Ohio cornerbacks coach De’Angelo Smith said he’s okay with Brooks continuing his long-running trend of talking — to the opponent, to teammates, or himself — on virtually every rep. And Smith — a fine college corner at Cincinnati who had a brief NFL career — said Brooks is nearly as good with his mouth as any player he’s been around.
“One of the corners I played with (current UC corners coach Mike Mickens), now he was a talkers talker,” Smith explained. “But Marlin’s up there. Top five. Easy.
“Now if you’re talking and they’re dropping deep balls on you…focus in on what you got to do. You talk too much and everything else is falling apart,” Smith continued. “If you’re talking, and you’re backing it up, I ain’t got no problem with it.”
Brooks turned that corner last season. And the talk serves a purpose. It’s as much part of his game as wearing a helmet and shoulder pads.
Brooks picked up a lot of his insights into the cornerback position from his father, Nathaniel Brooks. Nathaniel Brooks also had a stint in the NFL, and was a corner at the University of Miami from 1995-98 where he had two career punt return touchdowns and two career interceptions.

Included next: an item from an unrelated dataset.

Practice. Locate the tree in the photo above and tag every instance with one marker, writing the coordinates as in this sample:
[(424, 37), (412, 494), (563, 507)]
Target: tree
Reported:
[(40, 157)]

Whenever Nathaniel taught Marlin a technique or offered a tip, he provided a saying to go with it.
“Every time he taught me something, he had a punchline to go with it so I could remember it,” Marlin Brooks said. “That’s how it started.
“I got comfortable saying things, and being conditioned enough to where I could talk all the time and have fun doing it,” he continued. “It’s not work for me.
“I call it ‘Ultimate P.E. (physical education).’ We’re just out there having fun doing all kinds of activities.”
Besides the non-stop chatter, it’s Brooks grit and tenacity that set him apart. There’s little to no backdown in him, which was created from the long days of competing against some of the best high school talent in the country in Florida.
Brooks lived in Miami and played for Coral Gables Senior High School. Over the years he’s seen and played against of the best college receivers in the country — names like Calvin Ridley and Jerry Jeudy — and said if you don’t believe in yourself you won’t last long as a DB.
“That’s some of the top competition in the country, back home in Florida,” Brooks said. “You have to pay with a chip (on your sholder) because if you show any sign of weakness, you’re targeted.”
So Brooks will keep talking. He’ll keep throwing his whole self into every play. And Ohio hopes he continues making plays.
It can be a lonely existence as a cornerback in a defense that prioritizes man coverage. There will be times you get beat. There will be times where it just might look like you get beat when actually it was a bust somewhere on down the line.
But Brooks can take it. Give him island duty from start to finish if you want. He only knows one speed on the field, and he’s going to attack each snap as himself.
“You got to love your island because at the end of the day, it’s you,” he said. “I don’t take offense when they come at me.
“I love it. I love being on the island by myself — mano y mano — with that man to show him I’m better, more well conditioned, more well coached and have a better team behind me. That’s what it’s all about.”